More importantly, revenue from the category where Apple makes most of its money — the iPhone fell by a staggering 15 percent. Cook cited strong US dollar which led to high prices in several countries, its damage-control battery program (paired with iOS 12’s optimizations) which ended up severely affecting upgrades, China-US trade tensions among a few others. But the simple, hard truth is and I’m sure we’ve all heard this before — people aren’t buying enough phones anymore. Smartphone sales have stagnated and even plummeted dramatically across the globe. The region where the market has shown an uptick, India, the average smartphone price is about $200 which is nearly four times less than Apple’s most affordable new iPhone. However, Apple, for the past year, has scrambled in an effort to prepare for the day these losses will be even worse. And that shows in its Q1 results as a bright silver lining. While the company’s most lucrative lineup shows signs of a slump, its services and other hardware products have flourished.
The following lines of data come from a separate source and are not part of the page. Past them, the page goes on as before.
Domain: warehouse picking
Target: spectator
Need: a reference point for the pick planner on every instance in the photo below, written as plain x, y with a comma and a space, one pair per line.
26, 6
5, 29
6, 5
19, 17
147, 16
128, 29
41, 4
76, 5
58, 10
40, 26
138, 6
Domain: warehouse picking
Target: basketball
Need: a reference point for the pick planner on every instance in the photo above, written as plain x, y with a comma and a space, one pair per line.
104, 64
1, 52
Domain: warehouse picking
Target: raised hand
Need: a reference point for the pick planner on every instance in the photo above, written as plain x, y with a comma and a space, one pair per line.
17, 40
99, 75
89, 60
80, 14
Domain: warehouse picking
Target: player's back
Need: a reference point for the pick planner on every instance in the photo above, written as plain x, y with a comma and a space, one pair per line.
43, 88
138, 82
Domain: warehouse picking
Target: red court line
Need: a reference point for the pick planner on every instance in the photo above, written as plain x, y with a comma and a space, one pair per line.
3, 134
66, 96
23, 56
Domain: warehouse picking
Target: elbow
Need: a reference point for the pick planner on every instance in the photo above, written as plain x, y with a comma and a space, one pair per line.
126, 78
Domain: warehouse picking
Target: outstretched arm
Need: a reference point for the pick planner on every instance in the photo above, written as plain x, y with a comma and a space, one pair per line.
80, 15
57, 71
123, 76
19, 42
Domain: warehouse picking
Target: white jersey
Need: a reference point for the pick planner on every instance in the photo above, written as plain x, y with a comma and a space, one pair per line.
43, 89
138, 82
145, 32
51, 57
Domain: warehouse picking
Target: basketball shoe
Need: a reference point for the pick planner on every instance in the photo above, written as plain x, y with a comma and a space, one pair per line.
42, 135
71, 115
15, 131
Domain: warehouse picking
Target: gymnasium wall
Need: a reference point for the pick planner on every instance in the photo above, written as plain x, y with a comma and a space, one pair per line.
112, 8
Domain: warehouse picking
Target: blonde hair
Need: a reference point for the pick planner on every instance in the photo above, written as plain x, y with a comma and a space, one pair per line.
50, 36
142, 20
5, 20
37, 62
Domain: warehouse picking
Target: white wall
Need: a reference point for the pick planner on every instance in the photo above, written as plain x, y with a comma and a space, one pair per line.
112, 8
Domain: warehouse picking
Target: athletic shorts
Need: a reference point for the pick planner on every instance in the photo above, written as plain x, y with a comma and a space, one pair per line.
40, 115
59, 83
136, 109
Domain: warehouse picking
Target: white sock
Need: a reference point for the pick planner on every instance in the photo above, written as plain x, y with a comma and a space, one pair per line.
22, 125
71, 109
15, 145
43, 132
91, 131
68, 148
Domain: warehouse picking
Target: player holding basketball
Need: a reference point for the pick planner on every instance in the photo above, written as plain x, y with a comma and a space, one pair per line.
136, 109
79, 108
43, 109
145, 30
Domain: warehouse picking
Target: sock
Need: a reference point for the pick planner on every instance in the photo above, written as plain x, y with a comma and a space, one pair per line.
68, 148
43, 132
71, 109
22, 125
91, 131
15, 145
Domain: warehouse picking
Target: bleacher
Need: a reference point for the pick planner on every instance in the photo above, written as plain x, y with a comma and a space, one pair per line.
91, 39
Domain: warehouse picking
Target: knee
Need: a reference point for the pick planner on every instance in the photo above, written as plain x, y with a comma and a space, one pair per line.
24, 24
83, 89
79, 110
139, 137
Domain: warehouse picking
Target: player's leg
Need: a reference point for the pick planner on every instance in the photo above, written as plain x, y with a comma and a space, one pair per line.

iPad revenues are up 17 percent, Mac has grown by 9 percent, wearables, home, accessories showed a 33 percent growth, and lastly, income from its suite of services has soared by more than 19 percent. Together as well as individually, they have produced a record-quarter for Apple’s business outside of the iPhone. That’s not all. Apple’s host of services have witnessed a tremendous surge in the number of users and sales. Apple Pay witnessed double the amount of transactions (over $1.8 billion) it did in the first quarter of 2018, Apple News set a new benchmark across the news aggregator industry with more than 85 million active users, Apple Music had its most fruitful three months crossing the 50 million paid subscriber mark, and much more. For perspective, here’s an interesting nugget of information from the call — Apple Pay had more activations in its first week of Germany than Android Pay did in the entire year. The reason why services stand today as one of the most critical pillars in any technology company’s roadmap is that unlike categories like phones, they are not perishable. Maybe a couple of years down the road, most people might stop buying phones altogether but they will undoubtedly continue to invest in music and video streaming platforms, apps, in-app purchases, digital payments, you get the idea. In addition, to further highlight how services will fill the void poor iPhone sales have left, Apple for the first time, reported its margin — a whopping 62.2%. The company has been consistently strengthening its position in the services market with a series of launches and the previous quarters are living proof of that. Both Q2 and Q3 2018 were record-breaking periods of Apple’s services division too. It’s forecasted to reach $14 billion by next year and I’ve little doubt Apple will fall short of that goal. Moreover, Apple is planning to introduce a bunch of new services this year as well. A few reports suggest the company will announce a new video streaming platform for housing its range of original content and possibly, a gaming service too for rivaling the likes of Twitch and YouTube Gaming.

Of course, Apple won’t leave the iPhone to die. That is still its biggest revenue-generating source and it will be a while before any of its other divisions will catch up to that level. To ensure it doesn’t face a crisis in the meantime, Apple says it will be adjusting iPhone pricing for countries where the weakened foreign currency has led the iPhone’s costs to skyrocket. India will especially witness an aggressive strategy from Apple with plans to manufacture its highest-end phones locally, bring first-party stores, and much more.